Morre Jards Macalé, Lenda da MPB e Autor de ‘Vapor Barato’, Aos 82 Anos no Rio

Jards Macalé, ícone da MPB, morre no Rio aos 82 anos
Jards Macalé, ícone da MPB, morre no Rio aos 82 anos

Morre Jards Macalé, Lenda da MPB e Autor de ‘Vapor Barato’, Aos 82 Anos no Rio

 

O cenário da Música Popular Brasileira (MPB) perdeu nesta segunda-feira (17) um de seus nomes mais vanguardistas e influentes. O cantor, compositor e multiartista Jards Macalé faleceu no Rio de Janeiro, aos 82 anos.

Macalé estava internado em um hospital na Barra da Tijuca, Zona Sudoeste do Rio, devido a problemas pulmonares. A causa da morte, conforme a unidade de saúde, foi choque séptico e insuficiência renal, culminando em uma parada cardíaca nesta segunda-feira.

O “Anjo Torto” da Vanguarda

 

Nascido Jards Anet da Silva em 1943, no Rio, o artista iniciou sua trajetória nos anos 1960. Rapidamente, ele se estabeleceu como uma figura singular, caracterizado por sua postura experimental e pela recusa categórica em aderir a padrões comerciais. Essa filosofia o consagrou como o “anjo torto” da MPB.

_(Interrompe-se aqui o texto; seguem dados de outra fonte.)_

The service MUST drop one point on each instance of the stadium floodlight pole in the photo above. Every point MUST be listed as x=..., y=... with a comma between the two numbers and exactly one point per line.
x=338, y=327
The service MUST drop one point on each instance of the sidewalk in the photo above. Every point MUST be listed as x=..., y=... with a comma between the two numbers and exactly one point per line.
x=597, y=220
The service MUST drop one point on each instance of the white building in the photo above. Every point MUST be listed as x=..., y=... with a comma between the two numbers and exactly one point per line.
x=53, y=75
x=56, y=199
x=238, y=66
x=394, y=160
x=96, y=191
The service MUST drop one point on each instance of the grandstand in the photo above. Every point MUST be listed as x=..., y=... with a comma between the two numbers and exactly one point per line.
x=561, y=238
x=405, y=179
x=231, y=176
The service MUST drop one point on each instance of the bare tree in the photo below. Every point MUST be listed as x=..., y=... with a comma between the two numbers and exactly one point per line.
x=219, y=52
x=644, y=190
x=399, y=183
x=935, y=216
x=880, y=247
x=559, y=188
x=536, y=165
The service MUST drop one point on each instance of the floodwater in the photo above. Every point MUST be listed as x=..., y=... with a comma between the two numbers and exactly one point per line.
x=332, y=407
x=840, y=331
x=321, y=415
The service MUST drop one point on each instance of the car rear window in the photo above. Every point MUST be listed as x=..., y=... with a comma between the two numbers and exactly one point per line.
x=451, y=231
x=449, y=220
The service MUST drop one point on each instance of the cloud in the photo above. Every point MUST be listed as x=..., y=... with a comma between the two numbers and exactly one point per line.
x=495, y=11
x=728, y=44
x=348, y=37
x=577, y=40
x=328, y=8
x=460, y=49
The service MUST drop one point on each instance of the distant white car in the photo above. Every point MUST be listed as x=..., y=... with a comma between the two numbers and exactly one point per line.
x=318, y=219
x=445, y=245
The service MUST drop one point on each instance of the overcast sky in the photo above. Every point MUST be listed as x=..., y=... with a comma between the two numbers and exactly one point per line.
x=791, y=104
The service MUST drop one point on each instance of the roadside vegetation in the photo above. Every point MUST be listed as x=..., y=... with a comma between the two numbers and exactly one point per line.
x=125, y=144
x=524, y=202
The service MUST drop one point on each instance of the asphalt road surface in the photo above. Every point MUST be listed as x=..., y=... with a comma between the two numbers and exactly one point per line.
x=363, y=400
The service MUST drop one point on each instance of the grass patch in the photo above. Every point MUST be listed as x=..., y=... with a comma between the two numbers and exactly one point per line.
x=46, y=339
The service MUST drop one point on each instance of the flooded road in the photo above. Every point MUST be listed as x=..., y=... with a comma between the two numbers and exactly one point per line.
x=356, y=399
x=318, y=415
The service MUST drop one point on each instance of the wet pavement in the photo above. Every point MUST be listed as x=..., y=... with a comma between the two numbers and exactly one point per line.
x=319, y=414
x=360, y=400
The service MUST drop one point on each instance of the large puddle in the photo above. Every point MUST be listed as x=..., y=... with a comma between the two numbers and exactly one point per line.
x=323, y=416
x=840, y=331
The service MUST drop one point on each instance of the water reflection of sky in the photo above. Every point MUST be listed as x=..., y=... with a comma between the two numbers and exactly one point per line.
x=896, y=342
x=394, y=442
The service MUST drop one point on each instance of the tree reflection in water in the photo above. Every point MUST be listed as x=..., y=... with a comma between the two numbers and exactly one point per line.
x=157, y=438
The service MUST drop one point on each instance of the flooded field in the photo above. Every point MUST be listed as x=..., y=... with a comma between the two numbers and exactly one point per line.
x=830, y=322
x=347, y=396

Sua obra é um mosaico de ritmos, mesclando de forma única rock, samba, jazz, blues, baião e canção. Em 1972, lançou seu primeiro álbum, que se tornaria uma referência em sua estética híbrida e contestadora.

O Legado de um Criador Único

 

Jards Macalé deixa um repertório de clássicos da música nacional, muitas vezes imortalizados por outras grandes vozes, o que atesta sua genialidade como compositor. Entre seus sucessos mais notáveis estão:

  • “Vapor Barato” (parceria com Waly Salomão), gravada por Gal Costa.

  • “Mal Secreto” e “Hotel das Estrelas”, gravadas por Maria Bethânia.

  • “Anjo Exterminado”.

Sua profunda ligação com a poesia o levou a parcerias marcantes com nomes como Waly Salomão, Vinicius de Moraes, Torquato Neto e José Carlos Capinan. O próprio Caetano Veloso, em homenagem emocionada, creditou a Macalé a direção musical de seu aclamado álbum “Transa”.

Apesar das décadas de carreira, Macalé manteve seu vigor artístico, lançando um dos destaques de sua discografia, o álbum “Besta Fera”, em 2019. Além da música, sua arte se estendeu ao cinema — participando de obras como “O Amuleto de Ogum” — e às trilhas sonoras de clássicos do cinema nacional, como “Macunaíma”.

Em nota divulgada por seus amigos, a mensagem final do artista ressoou: “Nessa soma de todas as coisas, o que sobra é a arte. Eu não quero mais ser moderno, quero ser eterno.”